Show Notes

234 - Allocator MTE, libwebp, and Operation Triangulation

An integer underflow in GPSd (GPS daemon) in the parsing of Network Transport of RTCM via IP (NTRIP) packets. When parsing the HTTP response that contains the table of records for getting GPS data, they parse line-by-line until a carriage return (\r\n) or null byte is encountered. The getline() routine will do some buffer tracking and decrement inbuflen on each character of the buffer as it parses. The problem is, getline() will be called continuously until the carriage return or null byte is provided without accounting for how much data is left in the buffer. While the loop in getline() will break out when inbuflen == 0, getline() will be called again, decrement inbuflen under zero, and underflow to a large value. Later, the left over bytes will be copied via memmove() with the larger value and overflow.

This is actually a follow-up in a sense to the WebP 0day post we covered on Episode 218. So I won’t rehash how the vulnerability works, instead these two posts dive more onto the exploitation side of things.

First up, is the core primitive they gained from this Huffman table creation bug, as we suspected originally this would be a somewhat limited out-of-bounds write. First is where the write happens. This isn’t a linear overflow where it just keeps writting into adjacent memory, instead you’re able to trick the table writer into trying to write to an index that is out-of-bounds. They were able to gain some more granular control over the index by using having multiple 9-bit long prefix codes in the table. Each one of these codes could push the out-of-bounds write index up by 2, allowing the write to happen at an aligned address in multiples of 8 bytes. So that is a pretty nice base to have, not as nice as writing to any relative address, but being aligned its likely what can be written will line-up with fields in the object they can overflow into.

As for the actual value being written, it would be writing a HuffmanCode value which has two fields a uint8_t which represented the number of bits for the HuffmanCode. As the overflow would happen later in the table this would be fixed (I believe) to 15. one byte of padding that was not controlled, and a uint16_t representing the symbol value.
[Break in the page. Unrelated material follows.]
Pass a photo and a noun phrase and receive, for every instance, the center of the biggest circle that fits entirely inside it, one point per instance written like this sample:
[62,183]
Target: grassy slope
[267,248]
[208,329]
The Symbol value had limited range depending on the type of table being written, in this case the range was 0 to 39. Definitely some restrictions there to be concerned about, not enough to write any pointers for the common technique of creating an arbitrary read/write primitive.

OOB Write to Use-After-Free

The author goes into their search for a target object to corrupt and some challenges there, ultimately discovering the CSSVariableData structure. A variaible sized object that would contain the string representation of a CSS Variable. This object began with a ref_count_ field, then a length_ and flags fields before the variaible string data. The author was able to take a fairly classic target and corrupt the reference count to have the object be freed early, putting them into a use-after-free situation.

Use-after-free to Relative Read

With use-after-free, the user side of the equation is that CSSVariableData structure which contains a length_ and a string that will be read. Which is the target of this stage. They get the freed CSSVariableData object reclaimed by an AudioArray which contains entirely attacker controlled data. Allowing them to corrupt the length_ value, so when the CSSVariableData value is read in JavaScript it would read adjacent memory.

After this point the exploit goes into taking a double-free and attacking the PartitionAlloc metadata in a style reminiscent of a FastBin attack and gets into a bit more Chrome specific work. Check out the actual post for those details (Ctrl+F Cross-Bucket Allocation in the Part2 post).